Decoding Imagined Speech and Computer Control using Brain Waves
Abhiram Singh, Ashwin Gumaste

TL;DR
This paper presents a machine learning approach to decode imagined speech brain waves for computer control, achieving high accuracy and outperforming existing methods on multiple tasks.
Contribution
The study introduces a novel pipeline using covariance matrices, tangent space projection, PCA, and neural networks for decoding imagined speech, enabling effective BCI control.
Findings
Maximum 85% accuracy in binary imagined speech classification
94% accuracy in distinguishing imagined speech from rest state
21 bits-per-minute information transfer rate
Abstract
In this work, we explore the possibility of decoding Imagined Speech brain waves using machine learning techniques.

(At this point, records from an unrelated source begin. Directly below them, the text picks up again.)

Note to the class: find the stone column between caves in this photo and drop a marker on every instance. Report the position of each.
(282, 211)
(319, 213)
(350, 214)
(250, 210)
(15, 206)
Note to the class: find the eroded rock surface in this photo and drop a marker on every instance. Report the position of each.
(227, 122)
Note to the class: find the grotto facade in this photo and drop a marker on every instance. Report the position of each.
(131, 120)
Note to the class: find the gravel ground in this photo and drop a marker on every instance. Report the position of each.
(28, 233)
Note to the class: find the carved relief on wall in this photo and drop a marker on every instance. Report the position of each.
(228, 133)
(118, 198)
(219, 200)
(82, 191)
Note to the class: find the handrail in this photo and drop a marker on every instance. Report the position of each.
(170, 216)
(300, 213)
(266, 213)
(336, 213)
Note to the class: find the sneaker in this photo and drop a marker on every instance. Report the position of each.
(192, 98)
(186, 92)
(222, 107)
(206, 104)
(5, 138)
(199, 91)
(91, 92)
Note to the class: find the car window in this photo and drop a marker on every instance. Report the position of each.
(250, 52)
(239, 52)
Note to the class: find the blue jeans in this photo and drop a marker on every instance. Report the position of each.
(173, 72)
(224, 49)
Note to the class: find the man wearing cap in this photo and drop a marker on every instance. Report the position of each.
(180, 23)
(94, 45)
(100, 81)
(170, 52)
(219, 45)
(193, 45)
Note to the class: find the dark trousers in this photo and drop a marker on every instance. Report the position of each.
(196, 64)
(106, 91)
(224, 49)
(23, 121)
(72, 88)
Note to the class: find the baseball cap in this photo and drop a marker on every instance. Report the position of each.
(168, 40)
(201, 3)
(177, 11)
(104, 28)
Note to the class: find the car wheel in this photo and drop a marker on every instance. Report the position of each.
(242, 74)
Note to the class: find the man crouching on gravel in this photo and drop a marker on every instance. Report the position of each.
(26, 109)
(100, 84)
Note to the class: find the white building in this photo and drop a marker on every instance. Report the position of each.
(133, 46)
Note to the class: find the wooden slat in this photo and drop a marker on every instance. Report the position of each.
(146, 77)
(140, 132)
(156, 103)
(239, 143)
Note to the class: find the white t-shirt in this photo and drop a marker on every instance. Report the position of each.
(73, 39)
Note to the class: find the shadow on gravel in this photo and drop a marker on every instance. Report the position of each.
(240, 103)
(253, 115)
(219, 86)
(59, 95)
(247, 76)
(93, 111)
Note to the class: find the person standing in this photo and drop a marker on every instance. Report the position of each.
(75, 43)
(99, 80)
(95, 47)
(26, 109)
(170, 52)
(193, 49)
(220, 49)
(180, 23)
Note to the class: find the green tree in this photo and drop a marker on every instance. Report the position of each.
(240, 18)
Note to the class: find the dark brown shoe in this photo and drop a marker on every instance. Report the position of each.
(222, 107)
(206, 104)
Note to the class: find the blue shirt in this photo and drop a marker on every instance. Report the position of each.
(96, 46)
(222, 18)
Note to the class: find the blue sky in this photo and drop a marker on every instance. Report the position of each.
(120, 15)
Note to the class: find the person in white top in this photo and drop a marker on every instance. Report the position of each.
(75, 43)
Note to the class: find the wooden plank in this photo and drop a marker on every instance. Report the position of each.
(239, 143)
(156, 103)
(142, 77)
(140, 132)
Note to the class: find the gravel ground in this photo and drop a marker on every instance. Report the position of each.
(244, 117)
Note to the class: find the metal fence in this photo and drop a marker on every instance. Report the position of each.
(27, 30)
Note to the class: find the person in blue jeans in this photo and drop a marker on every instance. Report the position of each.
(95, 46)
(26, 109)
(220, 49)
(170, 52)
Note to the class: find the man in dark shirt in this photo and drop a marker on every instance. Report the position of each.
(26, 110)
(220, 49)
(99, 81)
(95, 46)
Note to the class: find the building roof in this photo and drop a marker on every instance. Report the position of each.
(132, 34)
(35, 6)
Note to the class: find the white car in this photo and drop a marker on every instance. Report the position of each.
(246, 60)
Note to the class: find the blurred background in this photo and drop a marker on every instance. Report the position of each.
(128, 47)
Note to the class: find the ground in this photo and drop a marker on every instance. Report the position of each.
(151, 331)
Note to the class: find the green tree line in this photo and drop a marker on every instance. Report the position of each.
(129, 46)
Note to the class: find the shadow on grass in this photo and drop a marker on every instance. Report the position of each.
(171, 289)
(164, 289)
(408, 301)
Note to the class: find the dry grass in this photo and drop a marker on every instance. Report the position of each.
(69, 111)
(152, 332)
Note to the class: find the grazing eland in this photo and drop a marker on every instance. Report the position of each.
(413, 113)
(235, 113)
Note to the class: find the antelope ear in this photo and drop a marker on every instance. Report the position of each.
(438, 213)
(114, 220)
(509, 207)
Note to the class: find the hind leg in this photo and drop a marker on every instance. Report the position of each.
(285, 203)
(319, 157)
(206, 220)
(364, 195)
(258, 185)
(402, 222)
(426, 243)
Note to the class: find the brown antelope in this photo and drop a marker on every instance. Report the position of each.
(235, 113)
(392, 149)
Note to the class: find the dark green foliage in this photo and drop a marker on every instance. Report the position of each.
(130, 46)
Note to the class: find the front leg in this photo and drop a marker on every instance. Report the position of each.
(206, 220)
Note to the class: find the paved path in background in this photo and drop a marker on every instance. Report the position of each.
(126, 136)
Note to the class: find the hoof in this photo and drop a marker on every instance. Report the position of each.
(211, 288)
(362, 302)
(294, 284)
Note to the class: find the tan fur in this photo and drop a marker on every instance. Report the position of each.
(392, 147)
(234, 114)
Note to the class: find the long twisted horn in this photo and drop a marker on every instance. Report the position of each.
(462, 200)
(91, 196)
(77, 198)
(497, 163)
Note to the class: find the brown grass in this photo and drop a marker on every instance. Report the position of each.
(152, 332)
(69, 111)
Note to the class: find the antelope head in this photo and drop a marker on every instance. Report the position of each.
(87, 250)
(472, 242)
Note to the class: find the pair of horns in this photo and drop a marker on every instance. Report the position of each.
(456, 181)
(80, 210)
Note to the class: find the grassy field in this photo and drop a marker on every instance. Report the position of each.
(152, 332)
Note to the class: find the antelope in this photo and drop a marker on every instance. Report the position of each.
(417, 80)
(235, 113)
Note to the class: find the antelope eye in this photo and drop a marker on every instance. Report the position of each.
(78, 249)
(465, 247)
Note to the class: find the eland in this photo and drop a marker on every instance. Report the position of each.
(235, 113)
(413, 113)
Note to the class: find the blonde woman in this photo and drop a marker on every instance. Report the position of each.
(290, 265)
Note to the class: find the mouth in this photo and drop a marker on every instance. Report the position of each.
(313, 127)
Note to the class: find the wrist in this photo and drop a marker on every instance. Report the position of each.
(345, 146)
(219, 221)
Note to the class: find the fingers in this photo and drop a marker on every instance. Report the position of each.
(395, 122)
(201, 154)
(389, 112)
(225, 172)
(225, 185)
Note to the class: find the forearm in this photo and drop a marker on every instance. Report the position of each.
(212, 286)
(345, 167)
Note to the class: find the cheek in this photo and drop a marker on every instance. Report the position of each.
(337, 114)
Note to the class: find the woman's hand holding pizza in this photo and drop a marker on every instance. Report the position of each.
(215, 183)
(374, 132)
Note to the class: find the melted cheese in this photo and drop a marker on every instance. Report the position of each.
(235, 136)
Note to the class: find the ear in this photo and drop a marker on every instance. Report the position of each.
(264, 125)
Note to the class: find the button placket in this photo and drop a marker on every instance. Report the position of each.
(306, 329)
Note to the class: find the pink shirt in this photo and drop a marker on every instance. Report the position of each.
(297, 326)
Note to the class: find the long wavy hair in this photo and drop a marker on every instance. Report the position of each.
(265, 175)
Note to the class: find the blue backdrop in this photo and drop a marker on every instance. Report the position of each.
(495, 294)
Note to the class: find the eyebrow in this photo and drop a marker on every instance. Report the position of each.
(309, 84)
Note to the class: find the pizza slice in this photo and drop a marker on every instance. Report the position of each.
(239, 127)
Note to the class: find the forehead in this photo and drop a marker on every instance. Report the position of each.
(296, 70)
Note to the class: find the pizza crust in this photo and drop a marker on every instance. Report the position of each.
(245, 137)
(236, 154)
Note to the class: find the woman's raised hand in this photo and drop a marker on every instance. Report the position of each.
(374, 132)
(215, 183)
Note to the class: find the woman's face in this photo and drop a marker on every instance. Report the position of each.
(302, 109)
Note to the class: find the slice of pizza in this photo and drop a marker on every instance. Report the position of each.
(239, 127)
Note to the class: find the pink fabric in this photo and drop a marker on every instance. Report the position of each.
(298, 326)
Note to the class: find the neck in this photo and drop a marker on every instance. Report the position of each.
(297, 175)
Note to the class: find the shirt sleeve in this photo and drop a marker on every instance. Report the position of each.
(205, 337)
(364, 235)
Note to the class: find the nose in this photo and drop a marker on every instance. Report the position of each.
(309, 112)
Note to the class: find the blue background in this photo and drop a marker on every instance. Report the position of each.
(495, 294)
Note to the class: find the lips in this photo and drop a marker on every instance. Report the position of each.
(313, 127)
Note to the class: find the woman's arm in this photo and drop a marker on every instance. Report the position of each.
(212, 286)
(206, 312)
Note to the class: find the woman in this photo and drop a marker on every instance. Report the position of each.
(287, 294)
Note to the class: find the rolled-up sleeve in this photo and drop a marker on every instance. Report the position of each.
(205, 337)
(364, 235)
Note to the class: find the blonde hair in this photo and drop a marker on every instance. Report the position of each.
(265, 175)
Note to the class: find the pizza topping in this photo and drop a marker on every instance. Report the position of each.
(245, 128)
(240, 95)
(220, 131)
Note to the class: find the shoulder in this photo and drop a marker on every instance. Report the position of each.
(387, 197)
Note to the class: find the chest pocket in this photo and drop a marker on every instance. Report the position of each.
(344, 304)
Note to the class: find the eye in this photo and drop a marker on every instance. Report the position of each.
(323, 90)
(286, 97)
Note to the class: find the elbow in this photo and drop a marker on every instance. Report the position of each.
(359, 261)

We propose a covariance matrix of Electroencephalogram channels as input features, projection to tangent space of covariance matrices for obtaining vectors from covariance matrices, principal component analysis for dimension reduction of vectors, an artificial feed-forward neural network as a classification model and bootstrap aggregation for creating an ensemble of neural network models. After the classification, two different Finite State Machines are designed that create an interface for controlling a computer system using an Imagined Speech-based BCI system. The proposed approach is able to decode the Imagined Speech signal with a maximum mean classification accuracy of 85% on binary classification task of one long word and a short word. We also show that our proposed…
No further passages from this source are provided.